To be specific, ever since “Music: Response” sampled Nicole’s “Make It Hot,” the Chems have been one of the few acts in the still overwhelmingly white-boy world of techno to embrace their kissing cousin hip-hop (see also Armand van Helden). The title track of 2002’s Come With Us eschewed the bass-popping funk samples that had characterized the ex-Dust Brothers’ groundbreaking early work in favor of operatic, chugging hip-hop histrionics. The ethnographic, world-beat house of “It Began In Afrika” stripped away most of the scalloped faux-degeneration that dirtied up previous happy hardcore efforts like “It Doesn’t Matter.” And “Star Guitar” (still their most rapturous single) adapted their twinkle-eyed psychedelica ethic while shrugging off the druggy doldrums of “Where Do I Begin.”

And now comes yet another album whose title makes unequivocal demands. Push the Button is tinged with fatigue, but a decade of LSD has been known to have such side effects. To get the disappointment out of the way right off, the Chems’ most egregious misstep as of late is trying to incorporate the lamentable residue of those obnoxious chill-out compilations that take up 80% of the shelf space in nearly any record store’s dance section. Which is not to say there’s a single track on the album that sounds like it would fit snugly on any of those comps, but their approach to production has notably flattened out. Where are all those quirky aural embellishments that turned subsequent listens into treasure hunts? The backward snare rimshots of “Hey Boy Hey Girl”? The steel drum lamentation that provides the bitter coda for “Life Is Sweet”? The coked-up glockenspiel of “Lost In The K-Hole”? Most of the tunes on Push the Button reveal their secrets on the first or second listen.

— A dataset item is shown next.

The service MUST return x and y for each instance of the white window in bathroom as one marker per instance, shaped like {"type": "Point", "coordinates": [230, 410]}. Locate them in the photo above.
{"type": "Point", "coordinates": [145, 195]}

And unlike with previous albums, you’ll know which songs to add to your iPod right away. My adds? The stretch of four songs that is bracketed by the unsuccessful interpolations of UK grime on “The Boxer” and the extremely irritating “Left Right”—most notably the understatedly simmering “Hold Tight London,” which should ideally be heard blasting from two rooms over, and “The Big Jump,” a strutting G-funk house number with sandpaper rhythms and a rubbery, bugaboo bass line. But ultimately, the album’s patchwork limitations leave the typically panoramic album-capper “Surface To Air” hanging out to dry. Call it a case of stubbornly high expectations, even in the face of an apparent implosion of the world of dance music as anyone who was around in the early- to mid-‘90s knew it, but I still expect more than a solid collection of b-sides. Daft Punk, the ball is in your court.